-No te preocupes. A mí me costó media vida.
Mirándome con una intensidad casi hiriente, me empezó a explicar cómo ver el cuadro.
-En ese cuadro se puede ver lo infinito, ya que en él se repite lo finito una y otra vez.
Ante mi estupor le oí preguntarme qué veía primero.
-Una puerta cerrada.
-Esa puerta está hecha de madera. ¿No?
-Sí, de madera, parece.
-Pues piensa que para hacerla se necesitarían árboles. Piensa en un árbol. La semilla, la tierra, el agua, el tiempo que necesitó para crecer y ser cortado y dar otras semillas... piensa en los animales que vivieron en él y gracias a él..., en el hombre que lo taló, con su nacer, sus circunstancias, que a su vez te llevarán a otro comienzo.
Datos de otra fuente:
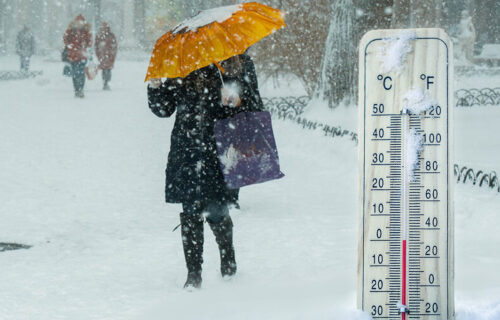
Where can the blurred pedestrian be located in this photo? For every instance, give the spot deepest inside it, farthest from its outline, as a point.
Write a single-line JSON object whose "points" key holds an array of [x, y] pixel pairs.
{"points": [[77, 40], [194, 176], [106, 48], [25, 47]]}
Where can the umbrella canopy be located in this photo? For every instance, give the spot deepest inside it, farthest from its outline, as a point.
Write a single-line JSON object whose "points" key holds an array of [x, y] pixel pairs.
{"points": [[211, 36]]}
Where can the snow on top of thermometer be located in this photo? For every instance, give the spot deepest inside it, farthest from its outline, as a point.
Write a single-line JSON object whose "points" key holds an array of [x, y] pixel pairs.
{"points": [[417, 100], [394, 51], [413, 147], [206, 17]]}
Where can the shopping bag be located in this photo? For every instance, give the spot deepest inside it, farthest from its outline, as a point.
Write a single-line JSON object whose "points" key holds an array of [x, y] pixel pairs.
{"points": [[91, 71], [67, 70], [92, 68], [247, 149]]}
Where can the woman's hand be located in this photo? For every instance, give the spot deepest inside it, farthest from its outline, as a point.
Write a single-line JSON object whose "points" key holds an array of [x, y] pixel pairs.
{"points": [[155, 83], [230, 97]]}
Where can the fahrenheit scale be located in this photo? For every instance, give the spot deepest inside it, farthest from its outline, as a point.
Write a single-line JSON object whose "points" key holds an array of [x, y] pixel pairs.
{"points": [[405, 268]]}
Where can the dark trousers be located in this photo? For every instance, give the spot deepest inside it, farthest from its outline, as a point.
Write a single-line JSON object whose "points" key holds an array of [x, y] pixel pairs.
{"points": [[106, 76], [78, 74], [25, 63], [215, 211]]}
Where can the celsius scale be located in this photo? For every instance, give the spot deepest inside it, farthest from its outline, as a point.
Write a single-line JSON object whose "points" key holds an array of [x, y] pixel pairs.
{"points": [[405, 268]]}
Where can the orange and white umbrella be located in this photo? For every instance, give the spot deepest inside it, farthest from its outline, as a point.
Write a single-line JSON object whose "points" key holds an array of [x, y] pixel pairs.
{"points": [[211, 36]]}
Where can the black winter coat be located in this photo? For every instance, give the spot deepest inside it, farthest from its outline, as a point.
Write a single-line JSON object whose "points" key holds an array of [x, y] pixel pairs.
{"points": [[193, 171]]}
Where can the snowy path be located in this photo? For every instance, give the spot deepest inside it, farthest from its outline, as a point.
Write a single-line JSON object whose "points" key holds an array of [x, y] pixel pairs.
{"points": [[82, 181]]}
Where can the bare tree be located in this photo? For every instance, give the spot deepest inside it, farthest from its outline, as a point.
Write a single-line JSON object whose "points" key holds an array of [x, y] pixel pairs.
{"points": [[337, 82], [417, 14], [298, 49]]}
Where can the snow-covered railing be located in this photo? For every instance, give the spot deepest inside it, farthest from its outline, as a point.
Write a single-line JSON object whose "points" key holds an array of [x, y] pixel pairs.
{"points": [[290, 108], [477, 177], [477, 97], [6, 246]]}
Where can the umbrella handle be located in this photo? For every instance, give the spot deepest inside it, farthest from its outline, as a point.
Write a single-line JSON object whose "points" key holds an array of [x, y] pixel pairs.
{"points": [[221, 69]]}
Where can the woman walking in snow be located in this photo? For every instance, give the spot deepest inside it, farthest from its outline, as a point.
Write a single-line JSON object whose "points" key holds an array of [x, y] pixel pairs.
{"points": [[77, 40], [25, 47], [105, 49], [193, 174]]}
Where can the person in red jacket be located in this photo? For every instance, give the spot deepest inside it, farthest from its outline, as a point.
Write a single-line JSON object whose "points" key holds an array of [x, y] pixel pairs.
{"points": [[77, 40], [105, 49]]}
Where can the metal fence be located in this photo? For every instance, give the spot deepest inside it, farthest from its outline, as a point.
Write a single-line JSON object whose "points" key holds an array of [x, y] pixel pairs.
{"points": [[477, 177], [291, 108], [477, 97]]}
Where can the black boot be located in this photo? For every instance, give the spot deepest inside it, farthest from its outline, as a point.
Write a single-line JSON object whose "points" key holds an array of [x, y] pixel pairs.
{"points": [[192, 242], [223, 232]]}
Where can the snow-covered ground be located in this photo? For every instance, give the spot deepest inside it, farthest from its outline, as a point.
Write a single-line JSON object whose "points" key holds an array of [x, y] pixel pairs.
{"points": [[82, 182]]}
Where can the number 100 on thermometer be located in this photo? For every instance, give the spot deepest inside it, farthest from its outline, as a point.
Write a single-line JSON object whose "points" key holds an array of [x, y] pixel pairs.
{"points": [[405, 268]]}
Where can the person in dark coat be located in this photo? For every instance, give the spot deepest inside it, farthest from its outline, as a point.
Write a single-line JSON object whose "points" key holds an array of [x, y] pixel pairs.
{"points": [[193, 175], [25, 47], [77, 40], [106, 48]]}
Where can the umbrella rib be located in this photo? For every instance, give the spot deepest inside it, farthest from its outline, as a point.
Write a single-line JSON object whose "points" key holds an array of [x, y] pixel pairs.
{"points": [[234, 46], [180, 52]]}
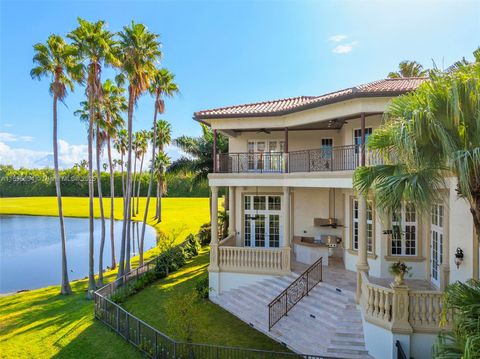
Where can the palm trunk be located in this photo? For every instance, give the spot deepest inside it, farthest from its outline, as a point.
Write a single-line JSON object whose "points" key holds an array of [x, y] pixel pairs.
{"points": [[150, 182], [160, 195], [126, 211], [139, 182], [102, 214], [133, 186], [91, 270], [112, 204], [65, 287]]}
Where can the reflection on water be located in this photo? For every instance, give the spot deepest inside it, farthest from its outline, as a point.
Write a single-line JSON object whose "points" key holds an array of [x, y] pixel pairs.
{"points": [[30, 249]]}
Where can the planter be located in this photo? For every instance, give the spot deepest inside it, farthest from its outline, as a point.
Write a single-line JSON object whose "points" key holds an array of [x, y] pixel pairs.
{"points": [[399, 278]]}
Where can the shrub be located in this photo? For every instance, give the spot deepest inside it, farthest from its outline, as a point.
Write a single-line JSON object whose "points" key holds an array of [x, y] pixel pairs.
{"points": [[202, 287], [205, 234]]}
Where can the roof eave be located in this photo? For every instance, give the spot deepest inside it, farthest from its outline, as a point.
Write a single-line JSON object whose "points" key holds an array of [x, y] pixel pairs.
{"points": [[199, 117]]}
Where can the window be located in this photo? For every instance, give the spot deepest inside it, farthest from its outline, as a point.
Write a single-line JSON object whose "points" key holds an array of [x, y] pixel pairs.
{"points": [[357, 135], [404, 231], [262, 221], [355, 224]]}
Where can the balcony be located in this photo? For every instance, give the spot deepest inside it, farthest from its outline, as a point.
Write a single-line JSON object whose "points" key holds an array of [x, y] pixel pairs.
{"points": [[341, 158]]}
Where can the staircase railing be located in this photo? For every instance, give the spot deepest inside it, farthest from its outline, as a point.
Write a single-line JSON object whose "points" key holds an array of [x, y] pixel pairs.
{"points": [[299, 288]]}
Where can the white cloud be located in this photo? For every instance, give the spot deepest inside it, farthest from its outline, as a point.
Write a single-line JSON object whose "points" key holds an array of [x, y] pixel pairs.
{"points": [[68, 155], [10, 137], [337, 38], [344, 48]]}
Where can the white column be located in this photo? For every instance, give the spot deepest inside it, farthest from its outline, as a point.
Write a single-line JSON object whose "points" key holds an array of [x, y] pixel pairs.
{"points": [[362, 261], [286, 217], [231, 210], [214, 224]]}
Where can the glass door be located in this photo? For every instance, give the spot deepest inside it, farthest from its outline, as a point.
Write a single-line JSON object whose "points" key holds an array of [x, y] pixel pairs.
{"points": [[436, 244], [262, 221]]}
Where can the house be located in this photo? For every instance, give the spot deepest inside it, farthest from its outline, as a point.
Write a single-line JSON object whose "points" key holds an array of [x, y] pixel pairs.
{"points": [[291, 201]]}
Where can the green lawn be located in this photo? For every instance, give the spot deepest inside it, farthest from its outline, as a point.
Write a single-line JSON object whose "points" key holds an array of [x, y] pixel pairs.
{"points": [[42, 324], [214, 325]]}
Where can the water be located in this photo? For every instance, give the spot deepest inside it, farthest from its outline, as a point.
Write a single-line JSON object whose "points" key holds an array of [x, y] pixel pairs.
{"points": [[30, 249]]}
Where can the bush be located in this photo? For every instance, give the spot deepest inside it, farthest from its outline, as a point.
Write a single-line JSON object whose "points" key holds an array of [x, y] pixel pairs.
{"points": [[205, 234], [202, 287]]}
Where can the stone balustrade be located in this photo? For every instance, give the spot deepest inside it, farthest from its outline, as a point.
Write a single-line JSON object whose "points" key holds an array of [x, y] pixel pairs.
{"points": [[254, 260], [402, 310]]}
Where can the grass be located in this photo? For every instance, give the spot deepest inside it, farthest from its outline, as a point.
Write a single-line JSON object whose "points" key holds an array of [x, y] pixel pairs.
{"points": [[213, 324], [42, 324]]}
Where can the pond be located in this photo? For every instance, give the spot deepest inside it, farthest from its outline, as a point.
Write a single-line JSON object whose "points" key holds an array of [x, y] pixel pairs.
{"points": [[30, 249]]}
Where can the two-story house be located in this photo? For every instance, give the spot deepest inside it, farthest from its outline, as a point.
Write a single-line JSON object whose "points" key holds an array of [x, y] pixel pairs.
{"points": [[291, 201]]}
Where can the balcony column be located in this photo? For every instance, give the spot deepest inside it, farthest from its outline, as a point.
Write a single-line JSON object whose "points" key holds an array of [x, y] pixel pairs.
{"points": [[285, 150], [362, 143], [362, 261], [214, 225], [215, 167], [231, 210], [286, 245]]}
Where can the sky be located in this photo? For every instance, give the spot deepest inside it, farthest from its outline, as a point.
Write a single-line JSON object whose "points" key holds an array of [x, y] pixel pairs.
{"points": [[223, 53]]}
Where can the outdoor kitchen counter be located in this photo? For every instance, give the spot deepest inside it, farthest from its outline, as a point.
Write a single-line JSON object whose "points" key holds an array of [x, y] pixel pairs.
{"points": [[308, 252]]}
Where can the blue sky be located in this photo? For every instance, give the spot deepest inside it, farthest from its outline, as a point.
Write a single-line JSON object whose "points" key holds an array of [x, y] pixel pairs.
{"points": [[224, 53]]}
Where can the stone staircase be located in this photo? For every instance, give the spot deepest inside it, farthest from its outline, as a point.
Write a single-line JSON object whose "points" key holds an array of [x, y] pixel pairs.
{"points": [[326, 322]]}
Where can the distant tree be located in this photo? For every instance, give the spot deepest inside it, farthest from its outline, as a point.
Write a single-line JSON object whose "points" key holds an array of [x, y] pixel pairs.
{"points": [[408, 69], [58, 60]]}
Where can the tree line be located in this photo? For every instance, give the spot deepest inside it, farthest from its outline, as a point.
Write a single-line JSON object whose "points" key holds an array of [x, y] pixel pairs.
{"points": [[135, 53], [74, 183]]}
Todo siempre encadenado, y a su vez, ramificado.
Sus palabras las veía en imágenes descomponibles. El árbol en ramas, hojas, sabia... la tierra, sus distintas capas, con sus distintos elementos, y en sus diferentes edades... el agua microscópica... el principio del entrecruzamiento de genes...
-¡Pero esto es una enormidad! -exclamé abrumado.
-Esto es sólo la puerta, amigo mío. Sólo la puerta me costó diez años -paró unos segundos y luego me formuló otra pregunta. ¿Para qué sirven las puertas?
-Para entrar.
-¡Eso es! Aún queda pasar adentro, imaginar lo que hay, las gentes que ahí viven, lo que piensan, lo que están haciendo... y nunca repites, porque aunque hayan otros árboles, sus semillas serán siempre diferentes, sus crecimientos distintos, sus climas irrepetibles... y con los hombres, mucho más evidente.
-¿Y ya lo has visto todo?
-No. Pero ya he logrado llegar a otro plano.